YSK da seçim takvimi için uyum yasalarının TBMM’den geçmesini bekleyeceğini açıklamıştı.
Özetle, CHP, İP için ‘alelacele’ bir girişimde bulunmuş oldu.
***
Ancak acelecilik her şeyi izah etmiyor.
Kulislere göre asıl hedef, aday olma konusunda ısrar eden Akşener’e “Biz sizin için bunu yapıyoruz, güçlü bir aday çıkarırsak siz de bunun gereğini yapın, çekilin” mesajı vermek.
Aynı şekilde, muhtemel bir ‘dışarıdan aday’a da “Biz hazırız, siz de mırın kırın etmeyin” işareti.
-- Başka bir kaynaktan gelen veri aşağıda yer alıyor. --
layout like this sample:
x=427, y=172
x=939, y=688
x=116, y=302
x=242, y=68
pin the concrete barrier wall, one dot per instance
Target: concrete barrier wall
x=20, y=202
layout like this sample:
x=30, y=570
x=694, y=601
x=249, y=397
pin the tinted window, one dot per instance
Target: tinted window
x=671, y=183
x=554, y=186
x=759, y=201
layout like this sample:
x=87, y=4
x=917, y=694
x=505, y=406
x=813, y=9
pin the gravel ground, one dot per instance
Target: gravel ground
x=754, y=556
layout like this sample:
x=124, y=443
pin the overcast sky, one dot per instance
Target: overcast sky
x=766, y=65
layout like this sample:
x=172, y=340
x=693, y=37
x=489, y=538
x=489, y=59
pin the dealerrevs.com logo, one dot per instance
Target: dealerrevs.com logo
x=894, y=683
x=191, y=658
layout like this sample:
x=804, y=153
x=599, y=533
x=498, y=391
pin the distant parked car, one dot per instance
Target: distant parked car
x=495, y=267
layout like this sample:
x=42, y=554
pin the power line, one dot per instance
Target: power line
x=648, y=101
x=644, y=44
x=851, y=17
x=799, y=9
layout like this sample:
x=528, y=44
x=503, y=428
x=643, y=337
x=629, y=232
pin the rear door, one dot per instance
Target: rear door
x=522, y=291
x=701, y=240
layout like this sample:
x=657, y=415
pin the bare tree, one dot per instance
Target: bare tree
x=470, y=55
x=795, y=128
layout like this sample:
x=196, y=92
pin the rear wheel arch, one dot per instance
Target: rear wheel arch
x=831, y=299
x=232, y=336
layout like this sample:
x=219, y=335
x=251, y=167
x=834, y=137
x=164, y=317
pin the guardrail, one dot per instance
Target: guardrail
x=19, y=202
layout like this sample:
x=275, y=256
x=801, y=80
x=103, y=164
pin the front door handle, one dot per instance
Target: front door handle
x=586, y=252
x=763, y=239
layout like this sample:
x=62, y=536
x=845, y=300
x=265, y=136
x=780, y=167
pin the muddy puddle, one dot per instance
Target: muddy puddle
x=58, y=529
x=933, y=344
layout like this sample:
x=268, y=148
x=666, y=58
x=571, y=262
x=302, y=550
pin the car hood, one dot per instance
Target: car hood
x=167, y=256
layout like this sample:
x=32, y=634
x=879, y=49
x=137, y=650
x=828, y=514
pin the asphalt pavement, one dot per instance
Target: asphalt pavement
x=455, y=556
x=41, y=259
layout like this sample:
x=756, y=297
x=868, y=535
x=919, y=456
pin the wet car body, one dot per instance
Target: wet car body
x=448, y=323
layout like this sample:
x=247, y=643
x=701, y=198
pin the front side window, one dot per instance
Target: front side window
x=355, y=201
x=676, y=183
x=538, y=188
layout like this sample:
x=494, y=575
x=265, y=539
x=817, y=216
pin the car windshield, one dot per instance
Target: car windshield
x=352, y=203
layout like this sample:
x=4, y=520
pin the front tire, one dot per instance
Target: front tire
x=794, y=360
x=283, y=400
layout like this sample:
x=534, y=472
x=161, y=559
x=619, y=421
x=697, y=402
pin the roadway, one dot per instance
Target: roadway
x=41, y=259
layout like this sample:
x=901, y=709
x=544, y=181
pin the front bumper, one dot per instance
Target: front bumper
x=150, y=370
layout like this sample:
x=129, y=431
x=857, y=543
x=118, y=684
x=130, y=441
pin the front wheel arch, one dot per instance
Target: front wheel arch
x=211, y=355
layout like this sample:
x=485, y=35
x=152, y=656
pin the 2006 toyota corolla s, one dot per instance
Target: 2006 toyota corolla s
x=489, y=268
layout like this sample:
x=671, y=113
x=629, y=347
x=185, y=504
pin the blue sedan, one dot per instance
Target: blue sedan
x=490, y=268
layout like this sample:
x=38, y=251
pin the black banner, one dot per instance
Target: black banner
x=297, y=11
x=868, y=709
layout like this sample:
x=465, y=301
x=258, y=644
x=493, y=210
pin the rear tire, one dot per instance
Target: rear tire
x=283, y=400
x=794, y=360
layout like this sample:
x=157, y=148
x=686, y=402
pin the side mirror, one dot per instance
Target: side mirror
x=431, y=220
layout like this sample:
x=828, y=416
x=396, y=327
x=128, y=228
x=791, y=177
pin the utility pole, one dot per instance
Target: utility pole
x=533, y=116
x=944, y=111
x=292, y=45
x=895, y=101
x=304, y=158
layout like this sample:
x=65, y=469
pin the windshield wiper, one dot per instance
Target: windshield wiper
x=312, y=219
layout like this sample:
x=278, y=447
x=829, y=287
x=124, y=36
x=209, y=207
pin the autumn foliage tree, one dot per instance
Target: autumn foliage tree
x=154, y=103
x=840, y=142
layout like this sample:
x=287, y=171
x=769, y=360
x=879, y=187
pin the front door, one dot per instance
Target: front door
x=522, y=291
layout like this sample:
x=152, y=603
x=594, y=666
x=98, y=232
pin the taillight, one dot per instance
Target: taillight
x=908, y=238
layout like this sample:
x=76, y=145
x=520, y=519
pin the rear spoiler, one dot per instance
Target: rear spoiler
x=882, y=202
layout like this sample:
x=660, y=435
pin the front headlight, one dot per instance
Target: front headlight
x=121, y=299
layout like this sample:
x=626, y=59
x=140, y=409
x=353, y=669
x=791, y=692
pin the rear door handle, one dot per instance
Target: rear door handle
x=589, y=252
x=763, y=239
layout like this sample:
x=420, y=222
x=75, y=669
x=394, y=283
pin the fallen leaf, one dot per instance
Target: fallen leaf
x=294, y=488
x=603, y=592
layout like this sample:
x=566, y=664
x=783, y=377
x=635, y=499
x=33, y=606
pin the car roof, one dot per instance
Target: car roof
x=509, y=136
Akşener de grup kurma kararını birlikte vermekle buna ‘bir ölçüde’ kapı araladı.
Ama tam olarak değil.
Hala ‘dışarıdan aday’a direniyor ve “Madem CHP dışından olacak, benim üzerimde uzlaşma sağlayalım” tutumunu koruyor.
Ve ‘dışarıdan aday’ın ikna edildiğini görmek istiyor.
Ancak;
Bir başka açıdan bakarsak, onun da barajı aşabilmesi için CHP ile ittifak yapması gerekiyor.
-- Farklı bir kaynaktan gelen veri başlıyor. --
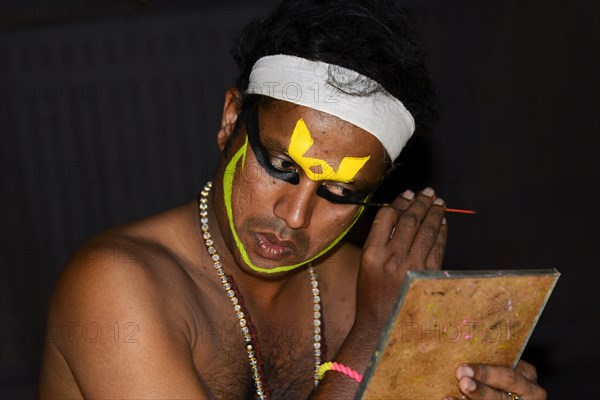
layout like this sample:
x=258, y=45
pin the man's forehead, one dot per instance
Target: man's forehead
x=278, y=120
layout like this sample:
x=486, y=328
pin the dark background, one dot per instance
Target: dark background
x=109, y=110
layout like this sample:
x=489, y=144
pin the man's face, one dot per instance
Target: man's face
x=281, y=192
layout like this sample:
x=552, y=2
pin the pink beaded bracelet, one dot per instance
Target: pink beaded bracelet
x=339, y=368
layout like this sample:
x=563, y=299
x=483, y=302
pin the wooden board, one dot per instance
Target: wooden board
x=444, y=318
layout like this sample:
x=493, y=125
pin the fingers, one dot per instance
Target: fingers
x=386, y=219
x=481, y=381
x=418, y=228
x=435, y=259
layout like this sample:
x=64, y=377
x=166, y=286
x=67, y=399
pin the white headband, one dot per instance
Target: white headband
x=306, y=83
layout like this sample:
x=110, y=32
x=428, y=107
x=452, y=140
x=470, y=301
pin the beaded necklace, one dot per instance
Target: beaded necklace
x=242, y=314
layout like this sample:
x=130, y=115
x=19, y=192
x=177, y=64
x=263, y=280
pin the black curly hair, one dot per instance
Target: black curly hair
x=372, y=37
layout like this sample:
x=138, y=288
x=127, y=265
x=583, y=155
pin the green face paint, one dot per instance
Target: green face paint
x=228, y=178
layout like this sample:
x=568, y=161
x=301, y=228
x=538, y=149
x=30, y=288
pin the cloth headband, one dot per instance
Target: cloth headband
x=311, y=84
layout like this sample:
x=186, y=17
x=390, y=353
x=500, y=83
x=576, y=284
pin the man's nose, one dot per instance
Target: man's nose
x=296, y=202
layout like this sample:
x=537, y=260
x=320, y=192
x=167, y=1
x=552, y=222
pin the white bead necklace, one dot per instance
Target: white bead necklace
x=248, y=331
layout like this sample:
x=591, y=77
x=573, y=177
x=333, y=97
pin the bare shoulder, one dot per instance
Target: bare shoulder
x=122, y=313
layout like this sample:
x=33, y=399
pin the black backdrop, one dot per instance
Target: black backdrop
x=109, y=109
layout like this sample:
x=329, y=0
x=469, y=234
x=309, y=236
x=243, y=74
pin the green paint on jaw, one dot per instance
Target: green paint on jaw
x=227, y=191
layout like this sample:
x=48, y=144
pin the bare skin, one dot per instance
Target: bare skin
x=139, y=311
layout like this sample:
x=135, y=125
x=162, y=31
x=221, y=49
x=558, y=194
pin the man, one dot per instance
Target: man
x=250, y=291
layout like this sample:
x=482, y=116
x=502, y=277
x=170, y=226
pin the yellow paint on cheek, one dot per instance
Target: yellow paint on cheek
x=315, y=168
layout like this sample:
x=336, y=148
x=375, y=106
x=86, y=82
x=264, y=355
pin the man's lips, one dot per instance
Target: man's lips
x=271, y=247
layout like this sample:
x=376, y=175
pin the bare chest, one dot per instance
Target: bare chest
x=285, y=353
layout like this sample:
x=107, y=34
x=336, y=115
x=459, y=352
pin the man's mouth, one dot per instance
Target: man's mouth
x=272, y=247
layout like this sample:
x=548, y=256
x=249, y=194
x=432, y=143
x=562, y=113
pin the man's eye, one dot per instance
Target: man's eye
x=339, y=191
x=282, y=164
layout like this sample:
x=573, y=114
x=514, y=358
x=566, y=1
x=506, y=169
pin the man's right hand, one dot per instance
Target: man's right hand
x=409, y=234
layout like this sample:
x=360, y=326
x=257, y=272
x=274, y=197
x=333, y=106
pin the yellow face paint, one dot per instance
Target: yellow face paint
x=228, y=177
x=315, y=168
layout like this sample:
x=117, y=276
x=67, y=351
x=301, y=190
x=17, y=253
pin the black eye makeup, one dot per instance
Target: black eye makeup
x=285, y=169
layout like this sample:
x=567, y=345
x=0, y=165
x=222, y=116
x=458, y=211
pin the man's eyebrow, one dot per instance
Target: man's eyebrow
x=273, y=143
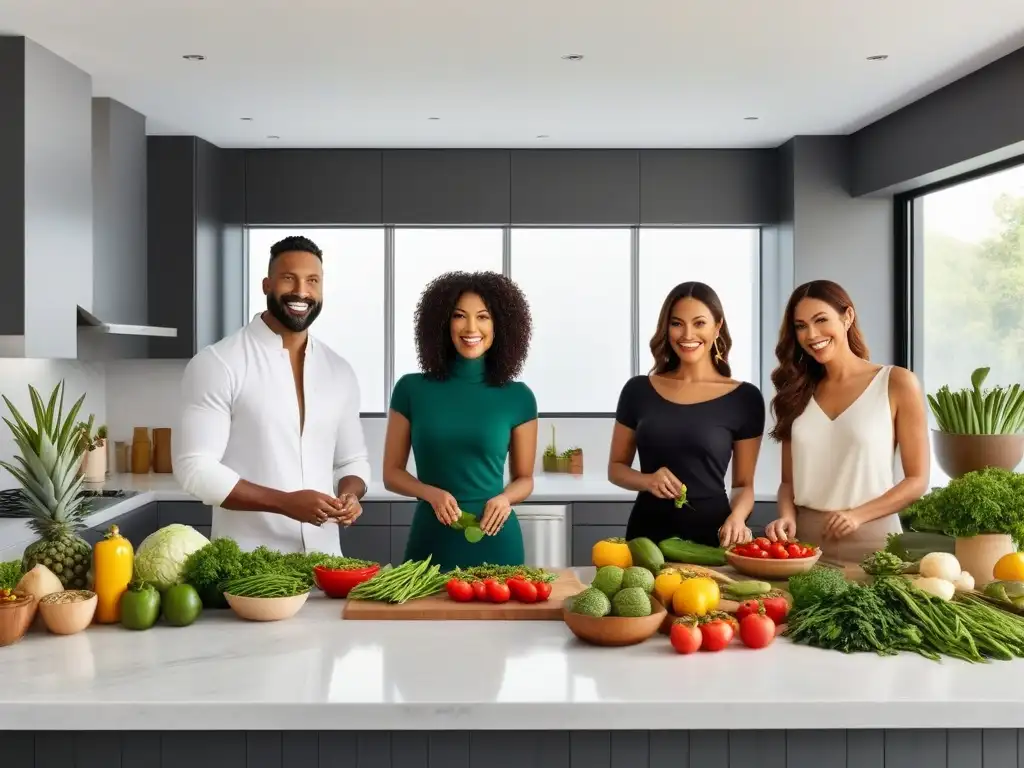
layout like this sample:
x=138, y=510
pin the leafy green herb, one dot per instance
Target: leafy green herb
x=10, y=574
x=986, y=501
x=816, y=585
Yani, “Al milletvekilliğini ver adaylığı” durumu mevzubahis.
Gelişmeler, sonucun da bu yönde olacağına dair güçlü işaretler veriyor.
Bugünlerde siyasette saatler bile çok önemli.
CHP yönetimi, Akşener’i ‘dışarıdan aday’ lehine çekilmeye ikna etmek için son güne kadar görüşmelerini sürdürecek.
Zira 15 milletvekili verildiği gibi geri alınabilir de.